Although popular tea blends were created from unexpected ingredients, Dean admits that only some of her recipes turned out to be successful: countless attempts to make chocolate Earl Grey tea were disastrous.

“There was a lot of experimentation and plenty of teas that were poured down the sink,” she says.

Brewing for the Masses

A trial-and-error process can also be necessary to find venues to sell local teas.

A selection of Tea Town Alabama teas; farm-to-table tea.
Photo courtesy of Tea Town Alabama

When Gardner introduced the Tea Town mobile truck in 2014, he thought the brand would be a hit with local fans attending University of Alabama football games. But it was hard to convince fans to choose local tea over a cold beer, and the price points—which ranged from three to four dollars per cup—proved too expensive for the crowd. Sales were lackluster.
Instead of returning to the stadium, Gardner focused on farmers’ markets and art festivals in larger cities like Birmingham and Montgomery.

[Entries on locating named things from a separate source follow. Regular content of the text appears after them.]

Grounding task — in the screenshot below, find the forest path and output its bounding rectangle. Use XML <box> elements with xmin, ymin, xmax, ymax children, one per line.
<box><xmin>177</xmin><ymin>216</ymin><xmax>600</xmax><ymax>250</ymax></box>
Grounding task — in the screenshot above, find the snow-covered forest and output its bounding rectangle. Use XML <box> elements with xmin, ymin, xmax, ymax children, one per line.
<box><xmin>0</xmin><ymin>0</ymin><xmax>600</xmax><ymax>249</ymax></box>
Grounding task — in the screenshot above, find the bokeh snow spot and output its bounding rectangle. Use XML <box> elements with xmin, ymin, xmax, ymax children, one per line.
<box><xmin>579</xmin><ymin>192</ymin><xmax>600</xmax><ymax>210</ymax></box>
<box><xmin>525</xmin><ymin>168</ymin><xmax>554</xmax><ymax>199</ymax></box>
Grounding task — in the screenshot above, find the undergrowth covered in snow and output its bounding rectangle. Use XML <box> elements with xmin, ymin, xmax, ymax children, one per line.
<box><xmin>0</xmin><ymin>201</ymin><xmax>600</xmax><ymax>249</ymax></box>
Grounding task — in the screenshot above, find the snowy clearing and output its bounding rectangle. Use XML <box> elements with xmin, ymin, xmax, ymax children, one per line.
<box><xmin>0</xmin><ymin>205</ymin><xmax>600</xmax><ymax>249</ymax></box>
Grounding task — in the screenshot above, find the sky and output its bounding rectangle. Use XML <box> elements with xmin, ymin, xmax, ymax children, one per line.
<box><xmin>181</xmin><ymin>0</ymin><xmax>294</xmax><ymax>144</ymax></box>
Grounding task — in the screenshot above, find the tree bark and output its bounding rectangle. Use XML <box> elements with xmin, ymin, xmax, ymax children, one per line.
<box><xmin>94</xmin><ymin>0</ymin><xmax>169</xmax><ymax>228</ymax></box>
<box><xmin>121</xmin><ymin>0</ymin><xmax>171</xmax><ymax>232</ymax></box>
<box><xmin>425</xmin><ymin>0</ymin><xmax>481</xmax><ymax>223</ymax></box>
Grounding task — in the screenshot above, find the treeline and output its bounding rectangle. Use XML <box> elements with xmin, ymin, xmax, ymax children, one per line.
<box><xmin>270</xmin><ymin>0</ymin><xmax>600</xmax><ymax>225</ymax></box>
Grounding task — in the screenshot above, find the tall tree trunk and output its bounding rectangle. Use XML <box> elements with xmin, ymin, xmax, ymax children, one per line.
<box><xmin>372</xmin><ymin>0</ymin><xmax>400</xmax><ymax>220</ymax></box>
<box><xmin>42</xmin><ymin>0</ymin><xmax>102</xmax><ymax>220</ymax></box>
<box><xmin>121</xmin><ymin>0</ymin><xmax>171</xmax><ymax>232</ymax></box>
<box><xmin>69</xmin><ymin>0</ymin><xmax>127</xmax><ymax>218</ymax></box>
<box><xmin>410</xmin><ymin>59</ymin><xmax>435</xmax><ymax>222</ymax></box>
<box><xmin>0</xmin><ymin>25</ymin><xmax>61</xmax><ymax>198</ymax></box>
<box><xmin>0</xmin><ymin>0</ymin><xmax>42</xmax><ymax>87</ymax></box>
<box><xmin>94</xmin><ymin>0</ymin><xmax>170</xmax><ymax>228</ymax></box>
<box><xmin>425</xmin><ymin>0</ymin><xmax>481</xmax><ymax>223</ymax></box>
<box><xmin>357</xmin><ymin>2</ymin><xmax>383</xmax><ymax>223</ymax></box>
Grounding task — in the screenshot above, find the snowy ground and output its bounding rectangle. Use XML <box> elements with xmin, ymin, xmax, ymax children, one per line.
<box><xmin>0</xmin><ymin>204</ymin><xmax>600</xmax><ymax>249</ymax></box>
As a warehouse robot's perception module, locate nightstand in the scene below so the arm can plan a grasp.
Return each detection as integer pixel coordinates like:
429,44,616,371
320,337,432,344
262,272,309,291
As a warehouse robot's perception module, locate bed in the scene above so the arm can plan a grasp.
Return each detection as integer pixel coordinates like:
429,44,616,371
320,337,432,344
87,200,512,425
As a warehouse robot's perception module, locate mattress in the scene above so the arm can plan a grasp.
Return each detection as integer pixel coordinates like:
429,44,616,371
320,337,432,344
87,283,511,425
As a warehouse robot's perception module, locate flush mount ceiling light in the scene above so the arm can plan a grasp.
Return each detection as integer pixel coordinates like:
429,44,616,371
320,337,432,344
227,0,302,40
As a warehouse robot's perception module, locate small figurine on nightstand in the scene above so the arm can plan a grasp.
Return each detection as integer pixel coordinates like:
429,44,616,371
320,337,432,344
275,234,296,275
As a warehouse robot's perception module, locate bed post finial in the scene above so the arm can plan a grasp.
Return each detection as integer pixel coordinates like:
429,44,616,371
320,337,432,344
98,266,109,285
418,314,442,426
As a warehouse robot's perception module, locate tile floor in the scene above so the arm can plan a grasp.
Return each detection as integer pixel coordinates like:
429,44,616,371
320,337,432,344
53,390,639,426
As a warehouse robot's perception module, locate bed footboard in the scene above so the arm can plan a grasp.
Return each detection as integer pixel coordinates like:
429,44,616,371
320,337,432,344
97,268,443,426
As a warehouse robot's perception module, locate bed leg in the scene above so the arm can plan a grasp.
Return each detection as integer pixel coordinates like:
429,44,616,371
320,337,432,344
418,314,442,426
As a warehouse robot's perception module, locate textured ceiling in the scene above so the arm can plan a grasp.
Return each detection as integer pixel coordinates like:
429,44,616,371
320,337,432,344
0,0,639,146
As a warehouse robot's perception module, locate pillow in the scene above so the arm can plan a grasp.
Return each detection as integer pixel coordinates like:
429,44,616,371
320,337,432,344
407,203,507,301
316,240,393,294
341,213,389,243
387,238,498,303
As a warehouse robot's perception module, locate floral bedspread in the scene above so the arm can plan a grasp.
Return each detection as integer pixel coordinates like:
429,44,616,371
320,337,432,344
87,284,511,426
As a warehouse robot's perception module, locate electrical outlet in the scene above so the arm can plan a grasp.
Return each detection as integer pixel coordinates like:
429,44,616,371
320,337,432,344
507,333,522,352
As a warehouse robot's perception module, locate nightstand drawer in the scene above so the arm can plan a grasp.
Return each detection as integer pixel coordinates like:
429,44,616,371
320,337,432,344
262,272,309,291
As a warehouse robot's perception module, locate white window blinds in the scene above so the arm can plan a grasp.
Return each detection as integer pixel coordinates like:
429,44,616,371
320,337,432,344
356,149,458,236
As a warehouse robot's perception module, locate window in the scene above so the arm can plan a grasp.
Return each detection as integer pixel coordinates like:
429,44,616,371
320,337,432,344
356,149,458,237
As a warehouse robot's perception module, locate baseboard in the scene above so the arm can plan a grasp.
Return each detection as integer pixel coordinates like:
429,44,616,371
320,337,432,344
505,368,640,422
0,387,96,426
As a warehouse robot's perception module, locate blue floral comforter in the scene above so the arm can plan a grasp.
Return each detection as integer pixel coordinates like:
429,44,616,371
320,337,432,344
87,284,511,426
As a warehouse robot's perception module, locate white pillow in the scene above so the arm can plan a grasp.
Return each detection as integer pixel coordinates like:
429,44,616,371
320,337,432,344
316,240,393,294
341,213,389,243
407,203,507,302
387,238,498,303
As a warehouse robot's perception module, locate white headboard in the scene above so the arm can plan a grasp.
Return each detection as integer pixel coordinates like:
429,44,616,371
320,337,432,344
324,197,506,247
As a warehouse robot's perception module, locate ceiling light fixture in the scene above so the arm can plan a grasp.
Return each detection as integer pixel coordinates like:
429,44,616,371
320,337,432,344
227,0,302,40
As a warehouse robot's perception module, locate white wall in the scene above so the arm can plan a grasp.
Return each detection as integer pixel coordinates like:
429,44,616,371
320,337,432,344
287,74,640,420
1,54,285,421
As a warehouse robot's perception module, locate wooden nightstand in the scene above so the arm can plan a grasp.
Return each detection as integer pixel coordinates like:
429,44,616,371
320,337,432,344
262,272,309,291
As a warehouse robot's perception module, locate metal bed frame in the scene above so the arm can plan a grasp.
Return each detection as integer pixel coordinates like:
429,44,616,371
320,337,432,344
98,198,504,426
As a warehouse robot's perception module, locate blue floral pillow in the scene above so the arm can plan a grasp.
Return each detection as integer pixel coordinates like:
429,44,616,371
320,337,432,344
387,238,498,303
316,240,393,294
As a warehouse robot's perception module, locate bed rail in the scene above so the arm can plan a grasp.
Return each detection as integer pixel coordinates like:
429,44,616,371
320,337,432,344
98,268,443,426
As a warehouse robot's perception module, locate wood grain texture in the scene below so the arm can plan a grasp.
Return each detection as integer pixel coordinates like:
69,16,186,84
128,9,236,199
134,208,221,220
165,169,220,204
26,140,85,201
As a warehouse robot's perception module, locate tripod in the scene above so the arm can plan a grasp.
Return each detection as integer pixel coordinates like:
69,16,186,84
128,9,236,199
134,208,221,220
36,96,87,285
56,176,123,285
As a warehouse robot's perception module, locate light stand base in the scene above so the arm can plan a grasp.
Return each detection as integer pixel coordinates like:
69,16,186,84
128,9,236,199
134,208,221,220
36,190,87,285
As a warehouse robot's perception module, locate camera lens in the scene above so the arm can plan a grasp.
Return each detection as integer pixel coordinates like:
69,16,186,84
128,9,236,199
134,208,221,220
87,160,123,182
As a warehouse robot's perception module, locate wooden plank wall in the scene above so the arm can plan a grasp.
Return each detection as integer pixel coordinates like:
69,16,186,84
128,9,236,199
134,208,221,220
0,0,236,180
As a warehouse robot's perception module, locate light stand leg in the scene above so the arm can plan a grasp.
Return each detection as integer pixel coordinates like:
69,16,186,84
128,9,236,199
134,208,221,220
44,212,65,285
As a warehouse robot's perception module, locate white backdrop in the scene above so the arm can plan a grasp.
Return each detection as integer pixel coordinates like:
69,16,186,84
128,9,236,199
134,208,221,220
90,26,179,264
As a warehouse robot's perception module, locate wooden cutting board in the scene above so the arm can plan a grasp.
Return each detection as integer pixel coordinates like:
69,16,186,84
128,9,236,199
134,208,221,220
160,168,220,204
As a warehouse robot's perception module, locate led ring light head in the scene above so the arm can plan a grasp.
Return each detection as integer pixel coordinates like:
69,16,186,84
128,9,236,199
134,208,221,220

“We have to travel, to go where people are more aware of what goes into producing tea made from local ingredients and willing to pay for our products,” Gardner explains. “We’re not just standing behind the bar selling tea; it takes a lot more work to explain to people what we do and why it matters.”

Jonathan and Becca Gardner in their mobile tea truck; farm-to-table tea.
Photo courtesy of Tea Town Alabama.

Since introducing local teas in 2014, Tea Town has expanded from a mobile “tea truck” parked at farmers’ markets to a brick-and-mortar tea shop. The Tuscaloosa café opened in 2016. In addition to piping hot teapots steeping two signature brews, Tea Town sells single tea bags to steep in to-go cups and loose-leaf teas.

Tea Town shares space with a bakery, giving Gardner access to a commercial kitchen to experiment with new blends. As the thirst for local tea grows, so does the demand for new flavors.

Wibel launched a second Kickstarter campaign in 2016, hoping to raise $2,500 to introduce four new Pacific Northwest blends: Wildwood Cedar made with wild cedar tips, peppermint, and cinnamon bark; Bee Wrangler made from fair trade Ceylon tea infused with maple extract and organic bee pollen; Mount Hood Hops, a combination of hops, chamomile, dried pears, and vanilla; and Smoke + Juniper, a blend of black lapsang souchong tea smoked over spruce wood. The thirty-day campaign attracted 669 backers who contributed more than $25,000—ten times the original goal.

“The idea of farm-to-teacup resonated with people,” Wibel says. “Now that we’re out there, people are coming back over and over again to order. The demand keeps growing.”

Jodi Helmer is a North Carolina–based freelancer who writes about the intersection between food, farming, and business (while drinking copious amounts of Earl Grey).